Cobrança Indevida de Anuidades e Fechamento Arbitrário de Protocolo pelo CRT-MG

Não respondida
Conselheiro Lafaiete - MG
21/05/2026 às 20:57
ID: 249346621
Venho por meio deste canal, REITERAR EM CARÁTER DE URGÊNCIA os termos da manifestação anterior:
(Cobrança Indevida de Anuidades pelo CRT-MG: Exercício Profissional Não Comprovado e Abalo Emocional
ID: ***** - ***** às 20:13,)
Em face do encerramento arbitrário e indevido do protocolo supracitado sob a alegação de "resolvido por falta de comentários", manifestando o que segue:
1. Da Conduta Abusiva e do Cerceamento de Defesa
O encerramento sumário do protocolo anterior, sem que houvesse qualquer análise fundamentada dos documentos comprobatórios anexados ou resposta conclusiva aos requerimentos feitos, configura flagrante violação ao Devido Processo Legal Administrativo.
A conduta do CRT-MG de dar "baixa" em uma reclamação legítima, forçando o profissional a reiniciar o fluxo de atendimento, demonstra o uso de subterfúgios burocráticos para esquivar-se de cumprir sua obrigação legal de fiscalizar e autuar com base na realidade dos fatos.
2. Das Leis e Princípios Infringidos pelo Conselho
A postura omissiva e coercitiva deste conselho infringe frontalmente o ordenamento jurídico brasileiro, em especial:
Lei n 9.784/1999 (Lei do Processo Administrativo Federal):
Art. 2: O conselho viola os princípios da legalidade, finalidade, motivação, razoabilidade, proporcionalidade e ampla defesa.
Art. 48: A Administração Pública tem o dever de emitir decisão explícita sobre as solicitações e reclamações em matéria de sua competência.
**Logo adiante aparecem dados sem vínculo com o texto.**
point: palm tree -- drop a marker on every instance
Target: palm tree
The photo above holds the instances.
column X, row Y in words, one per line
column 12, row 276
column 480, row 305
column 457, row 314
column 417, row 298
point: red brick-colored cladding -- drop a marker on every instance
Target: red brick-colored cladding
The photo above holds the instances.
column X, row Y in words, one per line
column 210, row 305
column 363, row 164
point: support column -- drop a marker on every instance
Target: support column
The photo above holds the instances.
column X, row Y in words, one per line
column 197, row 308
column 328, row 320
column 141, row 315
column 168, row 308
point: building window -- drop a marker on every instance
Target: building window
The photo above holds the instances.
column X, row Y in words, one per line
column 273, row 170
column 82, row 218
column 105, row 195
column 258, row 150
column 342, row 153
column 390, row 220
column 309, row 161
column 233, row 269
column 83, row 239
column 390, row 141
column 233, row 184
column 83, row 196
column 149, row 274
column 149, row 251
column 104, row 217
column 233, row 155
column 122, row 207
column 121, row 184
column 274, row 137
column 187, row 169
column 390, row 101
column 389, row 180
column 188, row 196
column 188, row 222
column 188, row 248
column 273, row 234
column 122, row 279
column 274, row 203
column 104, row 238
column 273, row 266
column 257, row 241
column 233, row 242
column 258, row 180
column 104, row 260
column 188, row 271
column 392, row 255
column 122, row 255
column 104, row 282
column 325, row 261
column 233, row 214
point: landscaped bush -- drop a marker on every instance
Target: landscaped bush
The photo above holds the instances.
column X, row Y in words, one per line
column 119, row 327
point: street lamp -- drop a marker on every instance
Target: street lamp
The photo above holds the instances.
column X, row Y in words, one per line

Encerrar um protocolo sem decisão motivada é uma omissão ilegal.
Lei n 12.514/2011 (Contribuições dos Conselhos Profissionais): Ao condicionar o cancelamento ou a suspensão do registro ao pagamento de débitos retroativos, o CRT-MG viola o direito de livre associação e o livre exercício do trabalho. O débito deve ser cobrado pelas vias administrativas ou judiciais próprias (Execução Fiscal), e nunca como moeda de troca para impedir a baixa do registro.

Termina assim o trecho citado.